There is a little truism in the world of special needs parenting. It goes something like, “While the difficulties and lows of dealing with what we deal with cannot be understood by those who don’t experience them, the same goes for the highs and successes. The highs are inexplicably higher than anyone else could ever know, including parents of typical kids, and that makes everything okay.”

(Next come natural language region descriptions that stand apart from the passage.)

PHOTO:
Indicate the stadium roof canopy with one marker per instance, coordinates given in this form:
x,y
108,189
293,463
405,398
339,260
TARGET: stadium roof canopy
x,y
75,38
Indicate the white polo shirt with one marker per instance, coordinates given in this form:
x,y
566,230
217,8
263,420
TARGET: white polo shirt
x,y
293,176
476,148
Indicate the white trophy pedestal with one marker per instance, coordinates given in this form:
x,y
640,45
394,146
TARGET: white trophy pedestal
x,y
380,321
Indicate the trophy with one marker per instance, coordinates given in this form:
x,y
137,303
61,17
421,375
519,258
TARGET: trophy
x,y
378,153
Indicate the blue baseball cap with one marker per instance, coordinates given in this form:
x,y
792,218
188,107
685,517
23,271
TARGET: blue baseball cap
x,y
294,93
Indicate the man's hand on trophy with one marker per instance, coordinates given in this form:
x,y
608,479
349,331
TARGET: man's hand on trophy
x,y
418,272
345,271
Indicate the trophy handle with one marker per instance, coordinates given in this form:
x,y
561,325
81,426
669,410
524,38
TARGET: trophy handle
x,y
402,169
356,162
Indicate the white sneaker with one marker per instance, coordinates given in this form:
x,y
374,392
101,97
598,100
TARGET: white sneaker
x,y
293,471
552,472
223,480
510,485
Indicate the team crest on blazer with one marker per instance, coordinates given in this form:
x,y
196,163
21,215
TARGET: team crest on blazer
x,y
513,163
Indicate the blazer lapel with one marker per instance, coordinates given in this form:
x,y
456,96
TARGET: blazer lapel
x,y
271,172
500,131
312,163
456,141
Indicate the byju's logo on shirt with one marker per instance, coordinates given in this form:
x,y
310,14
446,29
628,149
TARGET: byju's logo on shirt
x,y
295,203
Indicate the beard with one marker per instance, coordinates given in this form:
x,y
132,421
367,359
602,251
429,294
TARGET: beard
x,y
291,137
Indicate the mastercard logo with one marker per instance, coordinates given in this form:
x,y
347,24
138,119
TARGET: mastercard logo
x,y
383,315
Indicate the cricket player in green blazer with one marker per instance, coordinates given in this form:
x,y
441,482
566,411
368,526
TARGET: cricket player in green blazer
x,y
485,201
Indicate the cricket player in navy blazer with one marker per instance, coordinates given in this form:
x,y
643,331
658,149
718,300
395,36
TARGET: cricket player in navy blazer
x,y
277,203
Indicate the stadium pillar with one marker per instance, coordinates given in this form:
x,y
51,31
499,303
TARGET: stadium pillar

It’s totally true. I wouldn’t have believed it back in the day, but it’s true. When Damian said his first word (“mama”) at age 5, I can assure you it was so much more exciting than when his typical brother said his first word at the “proper” age. And this day? I literally cried in the car while cooling down and texting my wife about it. It was only a couple miles at most. And I cried.
I don’t cry.
We still had to get back down safely which wasn’t always the easiest thing to do. I held his hand again for the first 20 minutes and had to lift him up and set him down through a bunch of the steeper parts.
We saw that family we passed again, off in the woods scrambling straight up for some reason. I was going to offer assistance, but the “leader” was a bit of a jerk, yelling at his mother and explaining that “Of COURSE we’re ON THE TRAIL!”
Oh, really? The same trail you are watching a guy and his child walk down 30 feet away? The one you’re clearly not on? Idiot.
We made it back to the car in one piece and even though he was exhausted, Damian even posed for the high-five picture below with me. (Another amazing feat.)
We got back to the center of Kent quickly and Damian enjoyed some much deserved ice cream. Again, I wanted to tell everyone around me what we just did… but didn’t.
And that’s why I write. And hike.
I loved this day so, so much.
2019 Update: Annie Bananies is closed.